554421-01-02-(Read-Only)
A woman carrying a toddler leaves a bakery with a bag of bread as people wait for their turn, in the neighbourhood of Nabaa in the Lebanese capital Beirut's southern suburbs amidst a wave of shortages of basic items due to a severe economic crisis. Image Credit: AFP

Lebanon’s troubles are expected to get much worse as the country’s Central Bank decided unilaterally to end fuel subsidies in an attempt to protect the country’s foreign currency reserves, but the move will certainly add additional financial burden on the Lebanese people, with half of them already living under the poverty line.

The Lebanese government on Thursday rejected the Central Bank’s decision, insisting that the current subsidised prices “must not change and subsidies must continue until measures are in place to help the poor.”

Fuel subsidies cost the country at least $3 billion last year, according to the Central Bank’s powerful governor Riad Salameh. However, the loss of fuel subsidies would open a new phase in Lebanon’s financial crisis in which the national currency, the Lira, has already lost 90 per cent of its value.

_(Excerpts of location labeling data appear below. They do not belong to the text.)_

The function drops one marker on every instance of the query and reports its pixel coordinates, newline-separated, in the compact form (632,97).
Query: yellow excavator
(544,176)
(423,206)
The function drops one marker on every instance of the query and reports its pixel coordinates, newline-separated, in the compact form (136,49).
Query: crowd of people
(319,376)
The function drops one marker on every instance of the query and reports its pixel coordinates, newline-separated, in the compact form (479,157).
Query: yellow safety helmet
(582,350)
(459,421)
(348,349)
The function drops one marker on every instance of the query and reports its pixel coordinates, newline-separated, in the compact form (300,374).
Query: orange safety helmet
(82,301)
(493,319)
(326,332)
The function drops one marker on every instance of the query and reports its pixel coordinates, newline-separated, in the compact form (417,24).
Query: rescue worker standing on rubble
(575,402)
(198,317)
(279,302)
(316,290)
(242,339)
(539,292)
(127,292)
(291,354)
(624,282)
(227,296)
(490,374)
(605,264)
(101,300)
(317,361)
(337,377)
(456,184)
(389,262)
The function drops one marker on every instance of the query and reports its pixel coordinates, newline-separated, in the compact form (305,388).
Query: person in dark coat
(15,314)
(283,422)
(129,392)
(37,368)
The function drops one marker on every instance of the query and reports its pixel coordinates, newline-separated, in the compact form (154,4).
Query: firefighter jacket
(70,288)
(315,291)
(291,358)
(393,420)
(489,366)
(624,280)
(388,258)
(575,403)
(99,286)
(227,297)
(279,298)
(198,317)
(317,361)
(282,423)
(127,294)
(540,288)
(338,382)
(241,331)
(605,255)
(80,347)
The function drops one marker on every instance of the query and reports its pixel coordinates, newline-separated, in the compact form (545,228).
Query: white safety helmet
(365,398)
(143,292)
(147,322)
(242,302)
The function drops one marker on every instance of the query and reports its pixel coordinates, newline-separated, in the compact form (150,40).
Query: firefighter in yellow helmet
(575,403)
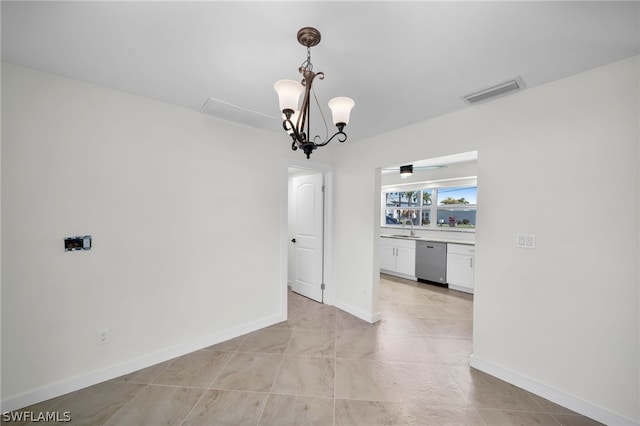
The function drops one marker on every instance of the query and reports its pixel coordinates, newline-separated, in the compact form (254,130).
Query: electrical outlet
(525,241)
(103,336)
(530,241)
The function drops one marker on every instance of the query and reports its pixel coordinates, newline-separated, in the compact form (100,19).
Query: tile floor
(325,367)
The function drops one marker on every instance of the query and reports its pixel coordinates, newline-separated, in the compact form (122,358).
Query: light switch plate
(525,241)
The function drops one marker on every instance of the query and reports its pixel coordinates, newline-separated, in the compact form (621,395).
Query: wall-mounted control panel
(77,243)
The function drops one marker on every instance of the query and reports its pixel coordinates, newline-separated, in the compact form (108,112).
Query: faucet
(412,231)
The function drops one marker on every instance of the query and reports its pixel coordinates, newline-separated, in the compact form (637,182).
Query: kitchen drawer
(461,249)
(398,242)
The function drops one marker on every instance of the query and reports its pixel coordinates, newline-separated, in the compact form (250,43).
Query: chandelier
(297,116)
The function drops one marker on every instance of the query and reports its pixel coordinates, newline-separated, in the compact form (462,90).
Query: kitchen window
(454,207)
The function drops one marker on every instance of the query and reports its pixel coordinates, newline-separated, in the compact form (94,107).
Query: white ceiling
(402,62)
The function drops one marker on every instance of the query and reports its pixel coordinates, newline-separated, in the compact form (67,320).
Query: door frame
(327,171)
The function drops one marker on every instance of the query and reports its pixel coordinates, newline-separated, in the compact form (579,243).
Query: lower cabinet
(460,267)
(398,257)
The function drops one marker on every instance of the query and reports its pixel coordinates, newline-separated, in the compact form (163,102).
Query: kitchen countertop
(435,240)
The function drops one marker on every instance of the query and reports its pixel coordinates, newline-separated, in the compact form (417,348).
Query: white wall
(174,226)
(561,319)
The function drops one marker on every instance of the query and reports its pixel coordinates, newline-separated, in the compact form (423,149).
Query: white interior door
(308,243)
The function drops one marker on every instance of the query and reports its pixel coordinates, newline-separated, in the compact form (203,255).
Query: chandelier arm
(342,137)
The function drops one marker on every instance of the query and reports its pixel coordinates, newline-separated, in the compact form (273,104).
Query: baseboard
(399,275)
(98,376)
(365,316)
(553,395)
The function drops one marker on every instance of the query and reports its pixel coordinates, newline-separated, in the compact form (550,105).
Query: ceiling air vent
(237,114)
(495,91)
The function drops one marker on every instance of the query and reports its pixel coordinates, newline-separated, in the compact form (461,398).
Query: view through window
(438,207)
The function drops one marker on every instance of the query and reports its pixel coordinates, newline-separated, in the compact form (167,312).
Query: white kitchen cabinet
(398,257)
(460,267)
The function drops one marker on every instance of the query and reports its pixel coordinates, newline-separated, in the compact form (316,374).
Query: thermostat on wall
(77,243)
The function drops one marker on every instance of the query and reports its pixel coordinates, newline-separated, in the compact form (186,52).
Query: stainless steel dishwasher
(431,262)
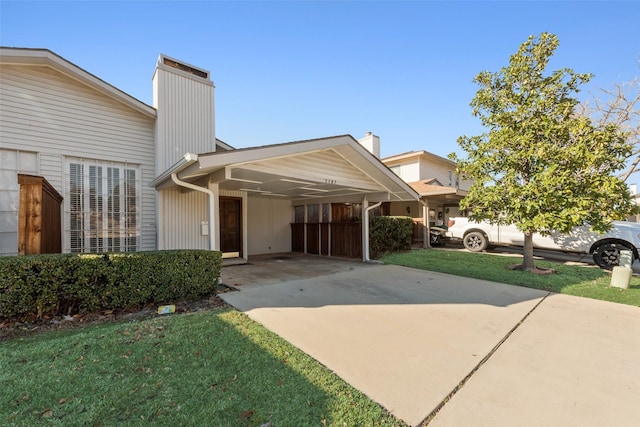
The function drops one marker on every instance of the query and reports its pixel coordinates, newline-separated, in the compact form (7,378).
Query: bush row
(36,286)
(389,234)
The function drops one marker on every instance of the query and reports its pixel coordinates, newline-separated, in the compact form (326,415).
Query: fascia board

Inflation and unemployment rates have skyrocketed, essential food items and medicine has virtually disappeared while severe shortage of fuel and electricity has led to sporadic protests.

The latest crisis comes as Lebanon continues to be without a functioning government as the Prime Minster designate Najib Mikati is yet to form a government. He was picked to lead a new cabinet following the withdrawal of former Prime Minster Saad Al Hariri to form a government after a year of deliberation and futile negotiations with President Michel Aoun and the main political parties over their shares of ministerial portfolios.

A caretake government led by Hassan Diab, which had resigned in August 2020, days after the catastrophic explosion in Beirut port, has shown no interest in taking any serious initiative to ease the economic crisis, described recently by the World Bank as one of the world’s worse three economic crisis in the last 150 years!

Diab called Salameh’s move to end the fuel subsidies as “unacceptable” but offered no alternative solution, while the Central Bank’s chief says his decision was the final resort to protect Lebanon’s foreign currency reserves which have been increasingly diminishing in the last two years due to subsidy policy and the continuing economic crisis because of political deadlock and coronavirus impact, which affected Lebanon’s main revenue source, travel and tourism.

In reality, the subsidies crisis reflects the deeper economic, political and social predicament in the country that was once described as the Switzerland of the Middle East.

Lebanon’s root problem is the failure of its political class to rise above their selfish political and financial interests (coupled of course by rife corruption and tribal and sectarian loyalties) to offer a viable remedy to a misfunctioning system.

Lebanon’s priority today must be the immediate formation of a government that should initiate a national dialogue to fix the system, by ending corruption, enforcing the rule of law and accountability and replacing the current sectarian power sharing system with one that favours competence and national loyalty.